In transmission networks, power flows and network topology are deeply intertwined due to power flow physics. Recent literature shows that a specific more hierarchical network structure can effectively inhibit the propagation of line failures across the entire system. In particular, a novel approach named tree partitioning has been proposed, which seeks to bolster the robustness of power networks through strategic alterations in network topology, accomplished via targeted line switching actions. Several tree partitioning problem formulations have been proposed by considering different objectives, among which power flow disruption and network congestion. Furthermore, various heuristic methods based on a two-stage and recursive approach have been proposed. The present work provides a general framework for tree partitioning problems based on mixed-integer linear programming (MILP). In particular, we present a novel MILP formulation to optimally solve tree partitioning problems and also propose a two-stage heuristic based on MILP. We perform extensive numerical experiments to solve two tree partitioning problem variants, demonstrating the excellent performance of our solution methods. Lastly, through exhaustive cascading failure simulations, we compare the effectiveness of various tree partitioning strategies and show that, on average, they can achieve a substantial reduction in lost load compared to the original topologies.

Figures (4)

• Figure 1: Tree partitioning of the IEEE-73 network with provable line failure localization properties. The three clusters connected in a tree-like manner have been obtained by switching off only three transmission lines (in red).
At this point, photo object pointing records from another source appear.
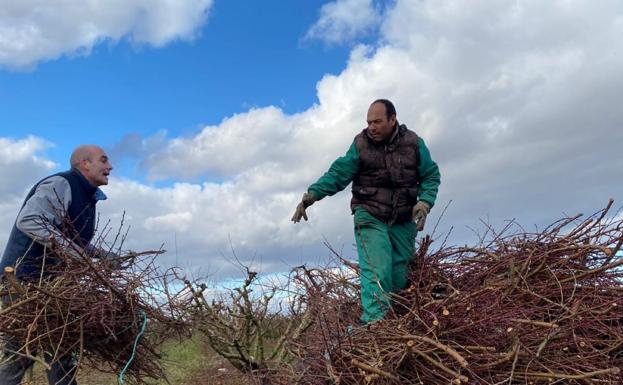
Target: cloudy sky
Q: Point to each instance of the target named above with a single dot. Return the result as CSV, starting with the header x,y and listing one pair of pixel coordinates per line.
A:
x,y
218,114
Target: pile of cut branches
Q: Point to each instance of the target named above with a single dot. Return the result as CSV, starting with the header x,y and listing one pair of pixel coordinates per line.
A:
x,y
96,310
518,308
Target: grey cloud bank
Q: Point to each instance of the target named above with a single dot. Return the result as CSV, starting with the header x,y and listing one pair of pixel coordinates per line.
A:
x,y
518,102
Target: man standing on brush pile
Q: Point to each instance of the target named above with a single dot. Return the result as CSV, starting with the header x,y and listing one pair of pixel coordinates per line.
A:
x,y
395,184
68,197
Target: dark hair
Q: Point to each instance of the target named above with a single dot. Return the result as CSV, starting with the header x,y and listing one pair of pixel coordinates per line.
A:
x,y
389,107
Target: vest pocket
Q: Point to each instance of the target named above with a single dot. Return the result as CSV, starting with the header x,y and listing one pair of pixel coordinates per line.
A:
x,y
364,192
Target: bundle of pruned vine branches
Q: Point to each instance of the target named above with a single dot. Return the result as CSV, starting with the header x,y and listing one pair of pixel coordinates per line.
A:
x,y
112,315
542,307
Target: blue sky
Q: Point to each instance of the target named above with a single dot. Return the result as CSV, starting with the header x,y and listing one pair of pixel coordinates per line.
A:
x,y
218,114
247,54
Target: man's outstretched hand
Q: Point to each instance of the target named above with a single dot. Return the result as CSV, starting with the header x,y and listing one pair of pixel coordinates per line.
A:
x,y
307,200
420,211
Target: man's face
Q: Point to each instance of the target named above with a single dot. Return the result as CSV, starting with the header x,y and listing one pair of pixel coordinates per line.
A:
x,y
96,167
380,128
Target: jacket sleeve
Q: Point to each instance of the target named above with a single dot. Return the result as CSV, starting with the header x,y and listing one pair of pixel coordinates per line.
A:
x,y
429,174
45,210
339,175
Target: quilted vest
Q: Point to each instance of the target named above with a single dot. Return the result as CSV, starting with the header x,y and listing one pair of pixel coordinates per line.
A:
x,y
78,225
387,183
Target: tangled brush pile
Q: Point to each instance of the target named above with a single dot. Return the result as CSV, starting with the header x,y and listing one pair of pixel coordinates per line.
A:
x,y
97,312
521,308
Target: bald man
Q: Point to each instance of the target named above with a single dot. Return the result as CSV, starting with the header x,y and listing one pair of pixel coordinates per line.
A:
x,y
66,196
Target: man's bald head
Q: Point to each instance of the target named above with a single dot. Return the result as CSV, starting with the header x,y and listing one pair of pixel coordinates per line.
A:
x,y
92,162
83,152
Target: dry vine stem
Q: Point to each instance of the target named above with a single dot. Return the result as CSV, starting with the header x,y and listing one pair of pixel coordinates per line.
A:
x,y
519,308
95,310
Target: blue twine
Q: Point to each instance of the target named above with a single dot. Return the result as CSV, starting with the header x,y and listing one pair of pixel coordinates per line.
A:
x,y
138,337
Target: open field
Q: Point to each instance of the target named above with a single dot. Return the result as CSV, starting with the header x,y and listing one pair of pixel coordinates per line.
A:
x,y
187,362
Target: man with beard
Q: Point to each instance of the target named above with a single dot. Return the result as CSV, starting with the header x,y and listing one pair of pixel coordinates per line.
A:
x,y
395,184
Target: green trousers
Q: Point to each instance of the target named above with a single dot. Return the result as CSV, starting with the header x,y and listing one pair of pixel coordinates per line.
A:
x,y
384,255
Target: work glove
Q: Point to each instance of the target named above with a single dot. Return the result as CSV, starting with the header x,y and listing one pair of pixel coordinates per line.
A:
x,y
307,200
420,211
113,259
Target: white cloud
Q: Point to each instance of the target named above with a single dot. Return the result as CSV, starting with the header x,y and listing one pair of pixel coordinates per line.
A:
x,y
21,162
517,101
36,30
344,20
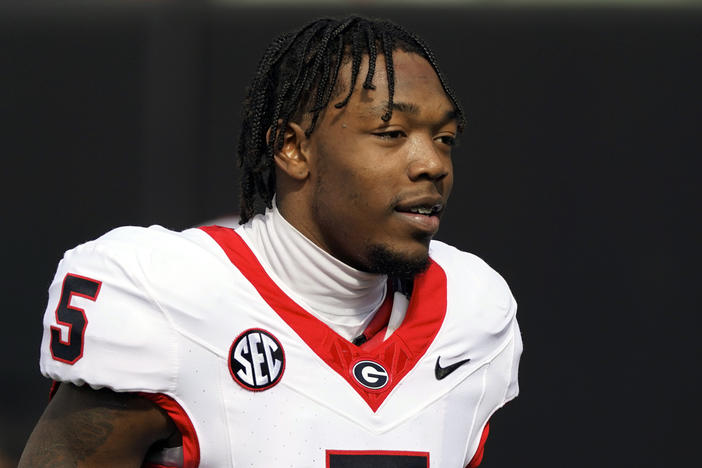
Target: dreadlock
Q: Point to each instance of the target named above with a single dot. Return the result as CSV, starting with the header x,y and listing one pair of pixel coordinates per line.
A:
x,y
298,74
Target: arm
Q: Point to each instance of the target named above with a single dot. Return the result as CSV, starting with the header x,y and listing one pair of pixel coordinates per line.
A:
x,y
82,427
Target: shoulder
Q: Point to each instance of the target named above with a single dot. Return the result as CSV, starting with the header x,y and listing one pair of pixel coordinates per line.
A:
x,y
107,311
472,277
481,315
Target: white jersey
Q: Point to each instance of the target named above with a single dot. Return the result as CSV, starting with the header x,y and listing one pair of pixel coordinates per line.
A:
x,y
194,322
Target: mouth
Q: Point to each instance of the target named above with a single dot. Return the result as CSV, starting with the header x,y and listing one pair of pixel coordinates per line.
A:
x,y
422,215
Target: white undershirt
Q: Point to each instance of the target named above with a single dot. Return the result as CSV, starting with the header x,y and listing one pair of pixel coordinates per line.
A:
x,y
341,296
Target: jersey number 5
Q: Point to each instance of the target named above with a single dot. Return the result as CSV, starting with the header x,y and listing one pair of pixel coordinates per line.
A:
x,y
376,459
71,317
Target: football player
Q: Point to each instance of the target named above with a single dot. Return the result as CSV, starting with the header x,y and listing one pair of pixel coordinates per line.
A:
x,y
329,329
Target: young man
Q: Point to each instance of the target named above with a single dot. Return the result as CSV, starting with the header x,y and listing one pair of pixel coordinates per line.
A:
x,y
329,331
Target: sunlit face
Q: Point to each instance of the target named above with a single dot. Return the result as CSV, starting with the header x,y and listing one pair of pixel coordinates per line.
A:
x,y
377,189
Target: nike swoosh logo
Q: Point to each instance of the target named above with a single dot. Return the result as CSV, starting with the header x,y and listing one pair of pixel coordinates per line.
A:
x,y
442,372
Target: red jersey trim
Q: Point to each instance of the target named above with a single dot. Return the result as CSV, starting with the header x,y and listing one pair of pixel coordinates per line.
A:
x,y
398,354
478,457
191,445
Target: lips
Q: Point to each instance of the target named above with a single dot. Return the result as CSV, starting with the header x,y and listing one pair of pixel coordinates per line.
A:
x,y
422,213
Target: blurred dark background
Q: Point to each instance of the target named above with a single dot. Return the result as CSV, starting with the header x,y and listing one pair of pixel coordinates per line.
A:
x,y
577,178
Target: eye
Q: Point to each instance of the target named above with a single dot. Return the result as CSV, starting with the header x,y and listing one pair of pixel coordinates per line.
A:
x,y
390,135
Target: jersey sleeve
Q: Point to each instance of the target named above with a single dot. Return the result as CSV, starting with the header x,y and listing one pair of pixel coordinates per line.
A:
x,y
102,327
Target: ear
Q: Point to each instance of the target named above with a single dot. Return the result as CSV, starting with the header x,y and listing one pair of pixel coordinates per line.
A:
x,y
291,157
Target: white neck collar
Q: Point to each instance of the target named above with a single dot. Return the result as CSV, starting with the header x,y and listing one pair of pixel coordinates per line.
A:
x,y
339,295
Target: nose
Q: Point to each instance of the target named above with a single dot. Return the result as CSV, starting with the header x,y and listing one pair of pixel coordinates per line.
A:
x,y
428,161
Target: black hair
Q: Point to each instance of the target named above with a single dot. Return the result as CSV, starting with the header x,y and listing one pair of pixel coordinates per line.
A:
x,y
297,75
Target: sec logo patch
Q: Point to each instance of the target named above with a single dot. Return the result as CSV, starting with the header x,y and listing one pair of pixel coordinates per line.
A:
x,y
256,360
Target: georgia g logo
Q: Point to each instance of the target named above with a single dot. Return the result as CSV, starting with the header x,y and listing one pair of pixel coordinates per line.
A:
x,y
370,374
256,360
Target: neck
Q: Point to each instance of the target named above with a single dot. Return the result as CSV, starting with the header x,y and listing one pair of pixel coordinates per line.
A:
x,y
342,296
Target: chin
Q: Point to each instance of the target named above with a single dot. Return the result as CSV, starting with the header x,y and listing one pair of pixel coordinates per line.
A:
x,y
385,261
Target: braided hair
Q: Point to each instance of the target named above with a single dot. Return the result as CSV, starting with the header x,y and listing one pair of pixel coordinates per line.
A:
x,y
297,75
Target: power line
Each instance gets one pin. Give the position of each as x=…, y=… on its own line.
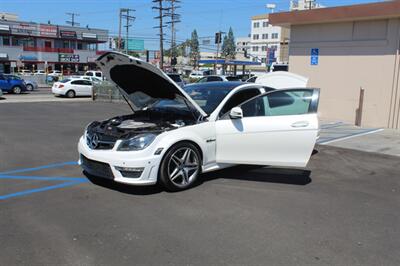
x=161, y=15
x=72, y=21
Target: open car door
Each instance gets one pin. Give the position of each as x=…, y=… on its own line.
x=277, y=128
x=282, y=80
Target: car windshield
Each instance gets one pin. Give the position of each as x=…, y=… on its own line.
x=206, y=96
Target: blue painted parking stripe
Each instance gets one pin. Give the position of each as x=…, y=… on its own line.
x=38, y=168
x=44, y=178
x=30, y=191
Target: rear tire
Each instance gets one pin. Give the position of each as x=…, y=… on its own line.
x=180, y=167
x=70, y=94
x=17, y=90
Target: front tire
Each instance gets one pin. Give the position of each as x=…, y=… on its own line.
x=17, y=90
x=180, y=167
x=70, y=94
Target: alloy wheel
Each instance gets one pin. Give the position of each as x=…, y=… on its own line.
x=183, y=167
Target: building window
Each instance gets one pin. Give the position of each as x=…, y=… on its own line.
x=6, y=40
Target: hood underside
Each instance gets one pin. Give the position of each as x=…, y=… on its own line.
x=141, y=83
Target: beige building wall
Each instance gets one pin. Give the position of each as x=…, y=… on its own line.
x=352, y=55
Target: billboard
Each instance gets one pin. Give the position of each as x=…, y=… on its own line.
x=135, y=45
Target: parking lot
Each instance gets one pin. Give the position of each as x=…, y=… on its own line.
x=341, y=210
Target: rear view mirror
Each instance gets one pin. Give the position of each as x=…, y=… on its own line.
x=236, y=113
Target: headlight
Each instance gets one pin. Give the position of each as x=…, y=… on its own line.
x=136, y=143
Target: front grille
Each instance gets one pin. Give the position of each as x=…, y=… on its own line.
x=96, y=168
x=97, y=141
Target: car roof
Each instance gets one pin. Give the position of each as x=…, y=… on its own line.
x=213, y=84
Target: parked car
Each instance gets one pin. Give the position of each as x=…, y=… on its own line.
x=196, y=74
x=91, y=78
x=212, y=78
x=177, y=78
x=25, y=72
x=72, y=87
x=30, y=84
x=10, y=85
x=175, y=133
x=92, y=73
x=55, y=73
x=39, y=72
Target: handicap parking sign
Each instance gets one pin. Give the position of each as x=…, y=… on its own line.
x=314, y=56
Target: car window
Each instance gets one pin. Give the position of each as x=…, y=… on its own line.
x=293, y=102
x=213, y=78
x=238, y=98
x=175, y=78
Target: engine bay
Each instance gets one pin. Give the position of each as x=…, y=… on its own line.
x=148, y=121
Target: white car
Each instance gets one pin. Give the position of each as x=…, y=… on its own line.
x=175, y=134
x=92, y=73
x=73, y=87
x=55, y=73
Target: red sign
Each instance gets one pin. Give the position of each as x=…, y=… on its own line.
x=48, y=31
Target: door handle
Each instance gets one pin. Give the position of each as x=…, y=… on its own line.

• Figure 2: (a) A graph $G$ with colors representing a partition $\mathcal{P}$ into three clusters. (b) The reduced graph $G_\mathcal{P}$ that corresponds to the partition in (a).
• Figure 3: Illustration of the two-stage approach. (a) A power network $G$ with three generator groups. (b) A 3-partition $\mathcal{P}$ respecting the generator coherency constraints. (c) A tree partition $\mathcal{P}$ of $G^\mathcal{E}$, where the red lines $\mathcal{E}$ are switched off.
• Figure 4: Average lost loss (as % of initial network load) during cascading failure simulations. Results compare the original network against four tree-partitioned networks: power flow disruption (PFD) and network congestion (NC), each solved with single-stage (1-ST) and two-stage (2-ST) approaches.